PELAKSANAAN HUKUM ISLAM
Pelaksanaan hukum Islam di Indonesia
dilakukan melalui berbagai jalur
- Jalur pertama adalah jalur iman dan takwa, melalui jalur ini pemeluk agama Islam dalam negara Republik Indonesia ini dapat melaksanakan hukum Islam yang merupakan bagian dan berasal dari agama Islam itu, yang di maksud dalam kaitan ini adalah hukum Islam bidang ibadah
- Jalur kedua yaitu jalur peraturan perundang-undangan
- Pelaksanaan hukum Islam bidang muamalah
- Melalui BAMUI (badan Arbitrase Muamalah Indonesia) yang didirikan oleh Majelis Ulama Indonesia (MU) pusat ini para pengusaha, pedagang dan industriawan atas kesepakatan bersama dapat memilih hukum Islam untuk menyelesaikan sengketa mereka secara damai (di luar pengadilan)
- Jalur kelima melaksanakan dalam makna menerapkan hukum Islam dilakukan oleh lembaga pusat penelitian obat/kosmetik dan makanan (LPPOM) yang juga didirikan oleh Majelis Ulama Indonesia.
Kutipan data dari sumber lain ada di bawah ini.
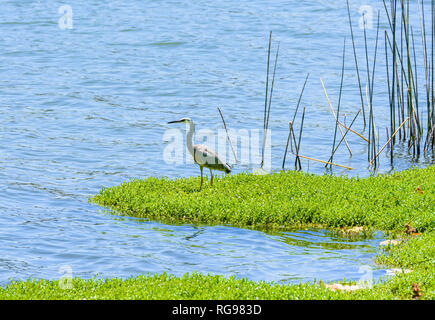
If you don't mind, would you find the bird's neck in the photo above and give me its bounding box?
[186,122,195,158]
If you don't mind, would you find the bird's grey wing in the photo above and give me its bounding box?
[193,144,231,172]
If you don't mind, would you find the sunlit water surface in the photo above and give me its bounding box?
[0,0,431,284]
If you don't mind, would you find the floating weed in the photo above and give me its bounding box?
[90,166,435,233]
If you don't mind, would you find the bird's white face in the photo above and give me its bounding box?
[168,118,192,123]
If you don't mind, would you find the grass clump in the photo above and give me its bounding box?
[0,232,435,300]
[91,166,435,232]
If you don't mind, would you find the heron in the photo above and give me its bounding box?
[168,118,231,190]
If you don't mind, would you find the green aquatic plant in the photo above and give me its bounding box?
[90,166,435,232]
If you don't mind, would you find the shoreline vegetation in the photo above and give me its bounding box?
[0,166,435,300]
[0,0,435,300]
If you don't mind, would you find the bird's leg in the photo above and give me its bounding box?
[199,166,202,190]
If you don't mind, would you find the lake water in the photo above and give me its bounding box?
[0,0,433,284]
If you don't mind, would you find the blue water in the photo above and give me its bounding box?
[0,0,432,284]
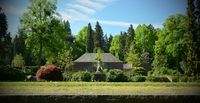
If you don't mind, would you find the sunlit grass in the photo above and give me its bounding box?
[0,82,200,95]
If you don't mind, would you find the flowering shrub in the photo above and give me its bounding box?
[36,64,63,81]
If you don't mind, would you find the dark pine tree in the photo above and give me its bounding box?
[125,24,135,53]
[0,7,12,65]
[103,34,109,53]
[119,32,127,61]
[86,23,94,53]
[186,0,199,75]
[107,34,113,52]
[64,20,74,45]
[93,21,103,53]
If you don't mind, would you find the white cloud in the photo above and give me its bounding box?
[96,0,114,3]
[67,4,96,14]
[59,9,163,29]
[88,19,134,27]
[77,0,105,9]
[152,24,163,28]
[4,6,25,15]
[59,9,89,21]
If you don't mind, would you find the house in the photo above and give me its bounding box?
[74,53,123,71]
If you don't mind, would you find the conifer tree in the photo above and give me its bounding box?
[93,21,103,53]
[86,23,94,53]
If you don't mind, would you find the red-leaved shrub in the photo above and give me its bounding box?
[36,64,63,81]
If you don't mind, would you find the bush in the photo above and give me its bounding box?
[12,54,25,68]
[36,64,63,81]
[72,71,92,82]
[107,69,128,82]
[133,67,147,75]
[0,68,26,81]
[146,76,170,82]
[62,72,73,81]
[92,72,106,82]
[25,66,39,75]
[131,75,146,82]
[152,67,181,76]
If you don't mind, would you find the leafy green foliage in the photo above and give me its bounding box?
[132,67,146,75]
[36,64,63,81]
[57,49,74,72]
[73,26,88,59]
[132,24,157,57]
[20,0,73,65]
[131,75,146,82]
[107,69,128,82]
[72,71,92,82]
[0,68,25,81]
[153,14,187,72]
[126,49,141,67]
[12,54,25,68]
[152,67,181,76]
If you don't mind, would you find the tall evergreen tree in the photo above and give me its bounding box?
[103,34,109,53]
[119,32,127,61]
[0,7,12,65]
[186,0,198,75]
[21,0,57,65]
[86,23,94,53]
[64,20,74,45]
[126,24,135,48]
[107,34,113,52]
[93,21,103,53]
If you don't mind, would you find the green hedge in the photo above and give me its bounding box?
[131,75,146,82]
[0,68,26,81]
[106,69,128,82]
[71,71,92,82]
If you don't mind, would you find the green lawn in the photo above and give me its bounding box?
[0,82,200,95]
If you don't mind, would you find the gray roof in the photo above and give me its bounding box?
[74,53,122,62]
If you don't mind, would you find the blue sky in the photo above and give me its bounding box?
[0,0,187,35]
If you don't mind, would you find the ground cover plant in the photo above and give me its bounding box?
[0,82,200,95]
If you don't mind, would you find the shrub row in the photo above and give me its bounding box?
[0,68,25,81]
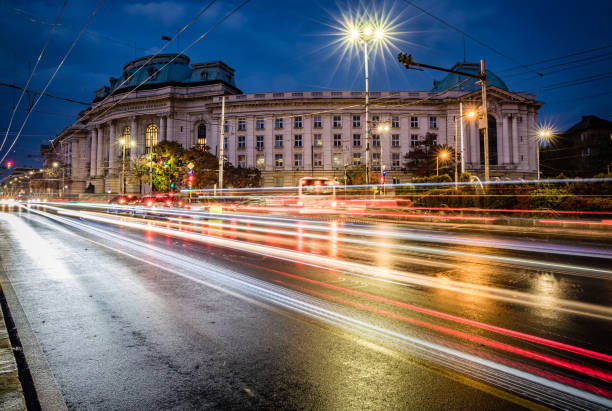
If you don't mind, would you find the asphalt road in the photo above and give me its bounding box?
[0,206,612,410]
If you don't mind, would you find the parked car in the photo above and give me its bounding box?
[109,194,140,205]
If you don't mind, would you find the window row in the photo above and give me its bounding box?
[251,152,401,169]
[224,115,438,131]
[230,134,419,150]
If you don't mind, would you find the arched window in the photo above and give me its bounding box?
[480,114,497,166]
[145,124,159,153]
[197,123,206,150]
[120,126,132,156]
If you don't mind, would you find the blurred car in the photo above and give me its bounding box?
[109,194,140,205]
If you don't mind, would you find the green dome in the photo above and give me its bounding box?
[431,63,510,92]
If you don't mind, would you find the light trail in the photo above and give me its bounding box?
[235,261,612,362]
[11,210,612,409]
[26,207,612,321]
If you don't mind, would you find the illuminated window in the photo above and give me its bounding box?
[391,134,399,147]
[332,116,342,128]
[334,134,342,147]
[372,134,380,147]
[429,117,438,128]
[145,124,159,153]
[391,116,399,128]
[274,154,283,167]
[332,153,342,167]
[391,153,400,167]
[121,127,132,156]
[197,124,206,150]
[293,134,302,147]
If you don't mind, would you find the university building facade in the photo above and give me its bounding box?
[45,54,542,194]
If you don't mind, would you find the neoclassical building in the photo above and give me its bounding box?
[45,54,542,193]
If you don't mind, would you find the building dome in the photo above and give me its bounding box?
[431,63,510,92]
[111,54,191,89]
Lembaga ini menentukan apakah suatu produk obat-obatan, kosmetik, makanan, minuman halal atau haram di konsumsi (dimakan) oleh umat Islam. Penentuan halal haram suatu produk pangan, kelak akan dicantumkan yang dalam undang-undang pangan Republik Indonesia.
- Jalur keenam yaitu jalur pembinaan atau pembangunan hukum nasional melalui jalur ini unsur-unsur (asas dan norma) hukum Islam akan berlaku dan dilaksanakan bukan hanya bagi dan oleh umat Islam. Tetapi juga oleh penduduk Indonesia, terutama oleh warga negara RI.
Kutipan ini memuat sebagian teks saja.